Bonnie is my only sibling, older than me by eight years. Yet I have always felt like the big sister, because my IQ is normal, and hers hovers around 70. Anyone in the psychology or social work field knows what that means – she’s qualified for the MR Waiver. Use your imagination to figure out what “MR” stands for. These days it’s politically incorrect to call someone “retarded,” though all it means, really, is “slow.”
Yet Bonnie is rarely at half tempo. She may have trouble getting around these days, despite the spiffy new walker I bought her at Mercy’s Home Care Store, but her mind is as sharp as ever. If this sounds contradictory, then you’ve never known a mentally handicapped person. They can be silly, full of jokes, full of questions. Whenever we go to see her, Bonnie has a list of questions typed up for us. Yes, typed. Now that her tremor gets the best of her, she prefers to type out notes, a skill she learned in high school.

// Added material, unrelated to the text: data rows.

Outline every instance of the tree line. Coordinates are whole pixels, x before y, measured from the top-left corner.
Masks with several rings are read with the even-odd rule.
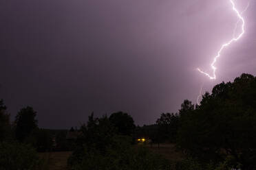
[[[1,100],[0,150],[8,145],[4,141],[14,138],[19,143],[32,144],[39,151],[43,146],[39,136],[47,138],[43,136],[49,132],[39,132],[33,108],[21,109],[12,125],[9,117]],[[100,118],[92,113],[78,130],[68,165],[78,170],[256,169],[255,121],[256,77],[244,73],[233,82],[215,86],[211,93],[202,96],[200,105],[184,100],[177,113],[162,113],[153,125],[136,126],[131,116],[122,112]],[[186,158],[171,162],[136,147],[136,139],[140,137],[158,144],[175,143]],[[14,145],[18,147],[17,143]],[[21,152],[26,147],[23,148],[19,149]],[[1,158],[0,152],[0,166]]]

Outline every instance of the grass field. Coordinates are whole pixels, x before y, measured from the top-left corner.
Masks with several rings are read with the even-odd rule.
[[[44,160],[44,170],[67,170],[67,160],[71,151],[47,152],[39,154]]]
[[[147,147],[149,150],[162,155],[172,162],[181,160],[184,156],[180,151],[176,151],[174,144],[160,144],[150,145],[138,145],[136,147]],[[39,154],[44,160],[43,170],[67,170],[67,160],[71,155],[71,151],[47,152]]]
[[[150,145],[149,144],[139,145],[140,147],[145,147],[149,150],[162,155],[166,159],[171,162],[177,162],[184,158],[181,151],[177,151],[175,145],[171,143],[160,144],[159,148],[157,144]]]

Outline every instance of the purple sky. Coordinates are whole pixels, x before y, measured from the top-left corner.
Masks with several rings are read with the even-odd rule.
[[[234,0],[239,10],[247,1]],[[229,0],[1,0],[0,98],[12,118],[28,105],[39,126],[78,126],[128,112],[136,124],[196,102],[204,90],[242,73],[256,75],[256,1],[246,34],[224,51],[237,21]],[[240,25],[238,25],[237,33]]]

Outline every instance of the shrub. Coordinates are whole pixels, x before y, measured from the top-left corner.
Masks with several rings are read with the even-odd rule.
[[[0,143],[0,170],[39,169],[40,161],[35,149],[18,143]]]

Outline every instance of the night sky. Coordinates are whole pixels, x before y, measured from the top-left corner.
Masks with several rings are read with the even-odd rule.
[[[243,10],[247,1],[234,0]],[[0,98],[39,127],[79,126],[127,112],[136,124],[177,112],[185,99],[242,73],[256,75],[256,1],[246,34],[210,64],[237,21],[228,0],[1,0]],[[238,24],[237,32],[241,31]]]

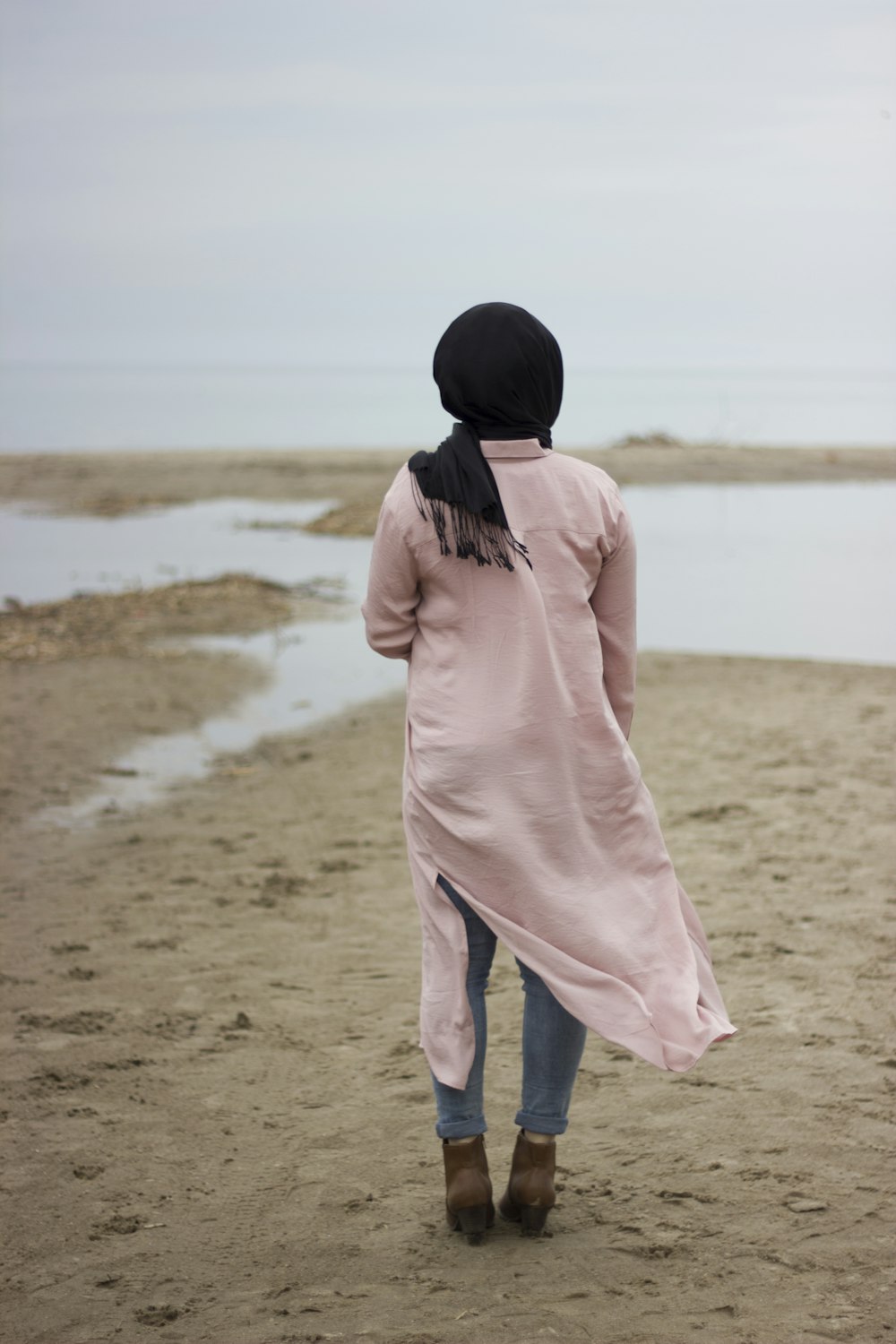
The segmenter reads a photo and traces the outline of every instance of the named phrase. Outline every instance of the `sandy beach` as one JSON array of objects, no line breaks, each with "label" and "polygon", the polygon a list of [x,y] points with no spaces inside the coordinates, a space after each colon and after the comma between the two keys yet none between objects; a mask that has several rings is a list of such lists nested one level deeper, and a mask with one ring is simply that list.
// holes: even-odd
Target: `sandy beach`
[{"label": "sandy beach", "polygon": [[[332,499],[324,527],[369,532],[404,456],[3,457],[0,500]],[[893,449],[582,456],[622,484],[896,477]],[[0,1337],[892,1339],[896,668],[642,656],[633,746],[739,1035],[685,1075],[591,1036],[552,1235],[498,1224],[473,1249],[443,1224],[416,1044],[402,698],[219,757],[137,813],[43,810],[263,675],[160,637],[326,602],[239,575],[176,587],[0,614]],[[498,1188],[521,997],[500,954]]]}]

Her questions range all over the place, from “What is Andromeda?” to the phonetically sounded out “anna/fe/lec/tic shock.” An avid TV watcher, she demands answers to new words and subjects. We try our best to answer.

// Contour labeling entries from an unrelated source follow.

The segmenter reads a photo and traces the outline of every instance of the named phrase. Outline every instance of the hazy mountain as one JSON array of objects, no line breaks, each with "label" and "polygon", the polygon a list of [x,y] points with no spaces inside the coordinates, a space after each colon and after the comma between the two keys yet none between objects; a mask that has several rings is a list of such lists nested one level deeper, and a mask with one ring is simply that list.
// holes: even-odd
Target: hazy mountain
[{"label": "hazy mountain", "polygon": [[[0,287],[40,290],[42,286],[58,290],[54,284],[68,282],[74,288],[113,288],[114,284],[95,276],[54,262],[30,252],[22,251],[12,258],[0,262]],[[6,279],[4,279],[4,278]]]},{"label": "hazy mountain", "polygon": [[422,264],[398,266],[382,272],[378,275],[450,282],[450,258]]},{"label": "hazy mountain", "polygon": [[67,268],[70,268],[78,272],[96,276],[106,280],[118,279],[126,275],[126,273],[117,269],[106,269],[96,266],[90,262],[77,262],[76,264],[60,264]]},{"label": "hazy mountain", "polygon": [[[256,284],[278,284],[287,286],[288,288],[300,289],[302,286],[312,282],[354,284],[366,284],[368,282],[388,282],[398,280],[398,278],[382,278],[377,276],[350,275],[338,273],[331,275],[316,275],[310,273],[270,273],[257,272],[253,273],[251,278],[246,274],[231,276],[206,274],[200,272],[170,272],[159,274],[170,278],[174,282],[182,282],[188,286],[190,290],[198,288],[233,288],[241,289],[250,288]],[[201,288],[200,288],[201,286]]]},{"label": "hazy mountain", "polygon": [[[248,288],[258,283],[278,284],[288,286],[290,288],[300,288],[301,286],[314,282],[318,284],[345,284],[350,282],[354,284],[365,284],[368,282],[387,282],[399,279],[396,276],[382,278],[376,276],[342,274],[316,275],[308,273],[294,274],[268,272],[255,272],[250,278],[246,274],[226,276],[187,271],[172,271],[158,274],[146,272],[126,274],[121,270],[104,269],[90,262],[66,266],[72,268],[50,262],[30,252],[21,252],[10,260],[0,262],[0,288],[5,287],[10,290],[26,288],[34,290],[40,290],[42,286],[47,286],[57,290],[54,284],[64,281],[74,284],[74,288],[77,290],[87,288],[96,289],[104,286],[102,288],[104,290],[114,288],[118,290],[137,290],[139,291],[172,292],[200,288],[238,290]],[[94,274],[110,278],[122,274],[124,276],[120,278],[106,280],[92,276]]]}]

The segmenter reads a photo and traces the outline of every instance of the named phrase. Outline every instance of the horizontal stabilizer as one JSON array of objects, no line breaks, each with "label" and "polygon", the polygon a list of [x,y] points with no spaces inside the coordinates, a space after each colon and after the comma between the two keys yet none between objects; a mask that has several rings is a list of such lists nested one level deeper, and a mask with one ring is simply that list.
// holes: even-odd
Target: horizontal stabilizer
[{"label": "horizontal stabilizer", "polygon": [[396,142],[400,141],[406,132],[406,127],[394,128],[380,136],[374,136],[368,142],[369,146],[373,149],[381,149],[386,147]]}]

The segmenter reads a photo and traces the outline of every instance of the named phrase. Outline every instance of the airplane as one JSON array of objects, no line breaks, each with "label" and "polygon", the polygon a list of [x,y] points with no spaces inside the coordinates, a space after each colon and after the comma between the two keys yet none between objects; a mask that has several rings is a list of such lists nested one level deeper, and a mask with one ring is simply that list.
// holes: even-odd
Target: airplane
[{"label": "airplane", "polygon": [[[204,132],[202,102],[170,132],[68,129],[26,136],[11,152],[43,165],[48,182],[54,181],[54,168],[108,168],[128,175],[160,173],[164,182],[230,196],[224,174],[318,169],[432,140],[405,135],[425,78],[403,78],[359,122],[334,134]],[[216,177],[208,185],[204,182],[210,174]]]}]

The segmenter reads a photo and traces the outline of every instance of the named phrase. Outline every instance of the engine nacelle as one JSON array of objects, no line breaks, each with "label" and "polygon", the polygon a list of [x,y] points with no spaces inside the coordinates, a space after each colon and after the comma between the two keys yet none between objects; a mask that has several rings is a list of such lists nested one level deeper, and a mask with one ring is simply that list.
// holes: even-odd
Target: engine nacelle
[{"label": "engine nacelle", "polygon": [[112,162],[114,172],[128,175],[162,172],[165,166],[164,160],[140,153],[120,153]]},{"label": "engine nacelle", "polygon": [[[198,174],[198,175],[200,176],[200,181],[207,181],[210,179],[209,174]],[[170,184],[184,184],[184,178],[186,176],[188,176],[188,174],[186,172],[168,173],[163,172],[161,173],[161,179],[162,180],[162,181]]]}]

One question, though, has been impossible to answer. “Where is Snowball?” she asks every time we visit. She has a storage unit, the place we stashed as much as we could of her belongings, that awful weekend when she was evicted from her apartment as the ice rained down in sharp sheets. Into the dumpster went the cat-pee stained pillows and loveseat and junk. To Goodwill went whatever we figured she would never use again, and into the storage unit whatever else would fit.
It is no exaggeration to say that half of that unit comprises stuffed animals. There are dogs and bears, swans and ducks, bunnies and elephants. She began collecting them early, and the collection grew, mainly because it was so easy to make her happy by buying another one. Over the years, as her apartments grew larger, so did her menagerie. We joked about how long it must take her to unload her bed every night for sleep – until the jokes became strained and her enjoyment of the animals began to seem much more like obsession.
You may have seen TV shows where the police come in and remove a mentally ill hoarder who cannot see that his or her home has become an invitation for disaster. Fires, toppling stacks of books, dangerous slips on slick magazines; people have died in conditions like this.
So it’s just as well that Bonnie’s last landlord got fed up, calling us in to remove her. Social Services made sure she found a new, better place assisted by 24-hour professional care. She still has her own room, which she tries to over-fill with magazine clippings and more stuffed animals but is prevented from turning into a firetrap. After all, she’s an adult, with her own checking account (somewhat monitored by me, her guardian and payee of her monthly Social Security Supplemental Income checks). Her aides and I try to dissuade her from investing in yet another koala bear or singing chicken, but stronger women than us have failed.
Every so often, I go through her storage unit, find something I think she might appreciate, and present it to her, hoping the joy of the surprise will outweigh the frustration of not being allowed to go through the unit herself.
But one day, she described Snowball, and asked me sweetly to please find her and bring her over. Snowball was, as described by Bonnie, a smallish white cat with a ruff around her neck crocheted by my sister herself. Snowball was alleged to have originally belonged to our mother, who died in 2000. So she’s no help. The way Bonnie likes to tell it, Snowball is the first stuffed animal of all, the one who got her started on her wonderful pastime. Were my mother still alive to hear this, she might rue the day she ever thought of bestowing Miss Snowball on her eldest child.
So I started looking. You have to understand – Bonnie’s storage unit, located in the northwest part of Davenport, is crammed to the gills with boxes and plastic tubs and paper bags of calendars and yarn balls, broken bed frames and homeless furniture. Some of it should go, but I’ve reached my limit of tossing out my sister’s belongings. Her budget can afford the storage fees, so her old white indoor skates and purple bowling ball and stacks of vinyl LPs can remain there forever, as far as I’m concerned. My conscience seems to require it.
It gives me great satisfaction when Bonnie describes some thing she is missing – a small blue lamp, a polka-dot umbrella, a wooden jewelry box still full of costume jewelry – and I am able to produce it for her. But Snowball? No such luck. I have brought over some half dozen white cats of various vintages, and struck out every time.
A friend suggests there never was a Snowball, that Bonnie dreamed her up as the ur-stuffed animal that got her habit started. By now, we’ve gone through every single box and bin and rescued every single white kitty cat. Still, no luck. But I try to keep Bonnie hopeful. Any time she asks, I say not, “We’ve looked everywhere!” but instead, “We’re still looking!” Because when you have so little of real value in this world, it sure would be nice to find at least one thing you’re really longing for.